As adoption grew, M-Koba evolved based on user feedback. Loan tracking, statements, and meeting notifications were added. The technology supported women’s actual workflows rather than imposing unfamiliar processes. Today, more than 500,000 savings groups use M-Koba. Where once a woman waited for her group leader to confirm her balance, she now checks it herself. Where household financial conversations once flowed in one direction, they increasingly become dialogues. The relationship between VICOBA and mobile money reveals itself in moments of crisis. A child develops a fever at midnight, and the nearest clinic requires immediate payment. VICOBA savings, pooled for long-term goals, cannot be withdrawn instantly. But mobile money credit arrives in seconds. As one participant said, “VICOBA is for building; phone loans are for surviving the day.”

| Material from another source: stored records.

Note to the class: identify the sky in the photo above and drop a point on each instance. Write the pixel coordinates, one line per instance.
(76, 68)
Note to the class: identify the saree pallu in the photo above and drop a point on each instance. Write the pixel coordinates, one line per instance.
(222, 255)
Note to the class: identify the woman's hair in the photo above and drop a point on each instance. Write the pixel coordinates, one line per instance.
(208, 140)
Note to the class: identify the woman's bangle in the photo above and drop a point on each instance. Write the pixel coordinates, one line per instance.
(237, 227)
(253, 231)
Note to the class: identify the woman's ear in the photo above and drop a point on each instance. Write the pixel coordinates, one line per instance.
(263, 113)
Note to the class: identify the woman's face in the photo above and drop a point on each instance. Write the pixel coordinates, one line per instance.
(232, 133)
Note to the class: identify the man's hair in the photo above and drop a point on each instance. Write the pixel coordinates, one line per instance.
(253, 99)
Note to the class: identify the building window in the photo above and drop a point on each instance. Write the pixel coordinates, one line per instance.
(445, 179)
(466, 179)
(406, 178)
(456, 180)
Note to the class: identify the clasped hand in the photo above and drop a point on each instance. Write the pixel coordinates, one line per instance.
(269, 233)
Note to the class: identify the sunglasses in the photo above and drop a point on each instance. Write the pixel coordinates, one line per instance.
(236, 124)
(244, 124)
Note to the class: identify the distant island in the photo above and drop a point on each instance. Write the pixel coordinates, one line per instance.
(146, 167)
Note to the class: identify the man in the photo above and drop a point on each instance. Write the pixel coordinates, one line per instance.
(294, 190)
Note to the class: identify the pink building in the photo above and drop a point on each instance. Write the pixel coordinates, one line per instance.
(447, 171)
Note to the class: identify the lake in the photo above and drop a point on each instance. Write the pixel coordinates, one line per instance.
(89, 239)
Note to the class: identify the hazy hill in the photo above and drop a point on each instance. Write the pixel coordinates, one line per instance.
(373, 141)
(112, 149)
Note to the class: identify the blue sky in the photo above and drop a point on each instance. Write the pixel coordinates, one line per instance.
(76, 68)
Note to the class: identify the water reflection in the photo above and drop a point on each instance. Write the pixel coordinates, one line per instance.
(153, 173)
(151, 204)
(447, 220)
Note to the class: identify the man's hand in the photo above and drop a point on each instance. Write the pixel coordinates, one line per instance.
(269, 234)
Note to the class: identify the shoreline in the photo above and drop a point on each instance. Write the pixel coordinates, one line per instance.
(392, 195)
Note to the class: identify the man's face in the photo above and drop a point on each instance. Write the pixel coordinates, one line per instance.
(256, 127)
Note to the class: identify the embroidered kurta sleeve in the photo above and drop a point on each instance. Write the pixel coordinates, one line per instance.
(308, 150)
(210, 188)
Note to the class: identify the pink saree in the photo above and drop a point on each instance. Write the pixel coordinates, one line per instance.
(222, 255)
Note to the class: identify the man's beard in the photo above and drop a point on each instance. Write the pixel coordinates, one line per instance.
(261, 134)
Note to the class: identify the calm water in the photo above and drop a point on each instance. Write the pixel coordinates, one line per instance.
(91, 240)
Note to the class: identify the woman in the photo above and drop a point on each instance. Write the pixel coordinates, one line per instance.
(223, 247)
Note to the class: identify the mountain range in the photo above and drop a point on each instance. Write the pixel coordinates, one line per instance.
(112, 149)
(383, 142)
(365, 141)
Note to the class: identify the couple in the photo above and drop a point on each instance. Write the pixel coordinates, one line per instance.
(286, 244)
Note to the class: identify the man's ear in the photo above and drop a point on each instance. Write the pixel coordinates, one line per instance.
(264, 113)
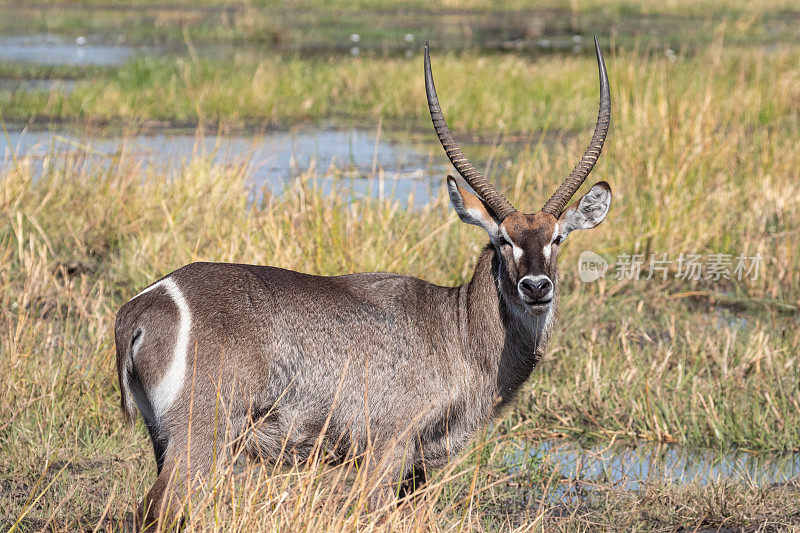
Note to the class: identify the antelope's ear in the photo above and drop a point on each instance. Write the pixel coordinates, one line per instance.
(472, 209)
(588, 212)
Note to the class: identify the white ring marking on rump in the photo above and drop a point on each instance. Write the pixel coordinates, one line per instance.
(162, 396)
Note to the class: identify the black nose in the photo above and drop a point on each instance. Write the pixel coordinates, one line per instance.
(536, 289)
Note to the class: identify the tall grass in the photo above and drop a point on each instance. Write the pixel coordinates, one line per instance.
(701, 158)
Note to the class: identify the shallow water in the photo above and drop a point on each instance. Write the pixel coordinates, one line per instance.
(50, 49)
(360, 161)
(630, 467)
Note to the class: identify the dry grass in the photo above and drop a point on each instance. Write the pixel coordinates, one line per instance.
(702, 158)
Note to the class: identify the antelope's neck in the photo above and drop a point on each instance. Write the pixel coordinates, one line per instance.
(507, 342)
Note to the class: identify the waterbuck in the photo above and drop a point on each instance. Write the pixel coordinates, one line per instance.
(381, 362)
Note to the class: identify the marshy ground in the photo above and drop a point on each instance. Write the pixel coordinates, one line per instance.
(669, 400)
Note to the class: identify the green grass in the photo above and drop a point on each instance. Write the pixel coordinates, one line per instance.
(701, 157)
(505, 93)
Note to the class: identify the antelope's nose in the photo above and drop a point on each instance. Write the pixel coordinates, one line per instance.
(535, 289)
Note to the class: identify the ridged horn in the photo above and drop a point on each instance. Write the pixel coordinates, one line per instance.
(555, 205)
(498, 204)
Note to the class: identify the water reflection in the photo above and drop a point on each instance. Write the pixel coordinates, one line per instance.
(50, 49)
(359, 161)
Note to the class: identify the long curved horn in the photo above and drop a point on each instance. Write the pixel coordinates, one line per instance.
(559, 200)
(499, 205)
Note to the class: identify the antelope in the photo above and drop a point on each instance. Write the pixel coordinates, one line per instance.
(374, 361)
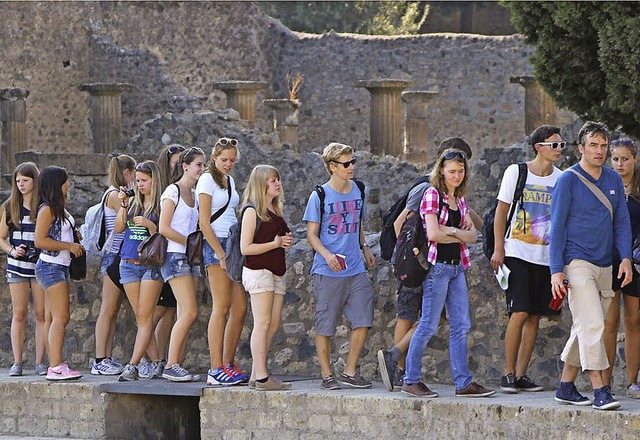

The TELS Program, a partnership between the CEO Round Table and Vodacom Tanzania Foundation, documents how digital tools are redistributing decision-making power within households. Individual stories revealed systematic shifts across hundreds of participants. With only 71 per cent of women owning mobile phones versus 80 per cent of men, and just 24 per cent owning land under their homes, women approach financial services from positions of structural constraint. These barriers explain why 57 per cent of women used no formal financial services last year. Yet every percentage point increase in female financial inclusion contributes an estimated 1.2% to annual GDP growth, constraints limiting women also limit national prosperity.
M-Koba’s design reflects an understanding that women’s financial exclusion stems not from disinterest but from systems built without them in mind. Where formal banks require land titles that women rarely possess, M-Koba requires only a basic phone and group membership. Where paper records concentrated power in literate leaders’ hands, digital records distribute information equally. With over 500,000 savings groups now using the platform, this reconfiguration operates at scale through Vodacom M-Pesa’s infrastructure.
Women typically join VICOBA at moments of acute vulnerability, unable to feed their families or facing medical emergencies. The modest amounts they save matter less for their size than for what they represent: a claim to future possibility. As digital records make their contributions undeniable, conversations at home shift. One participant captured it: "Before, I was only told what would happen. Now, we decide together." The change rarely arrives without friction. Some husbands initially worried their wives would "become stubborn," discouraging meetings. Yet as women managed emergencies and contributed to school fees from their own resources, resistance gave way to respect. Economic credibility translated into social credibility, with women stepping into school committees, community meetings, and VICOBA leadership.
Financial inclusion becomes transformative when it addresses agency, not just access. VICOBA and mobile money serve as infrastructure for renegotiating household power, converting invisible domestic labor into visible economic contribution. The mother who once couldn’t find 3,000 shillings for food now advises neighbors on savings strategies. Change ripples outward from households into community structures.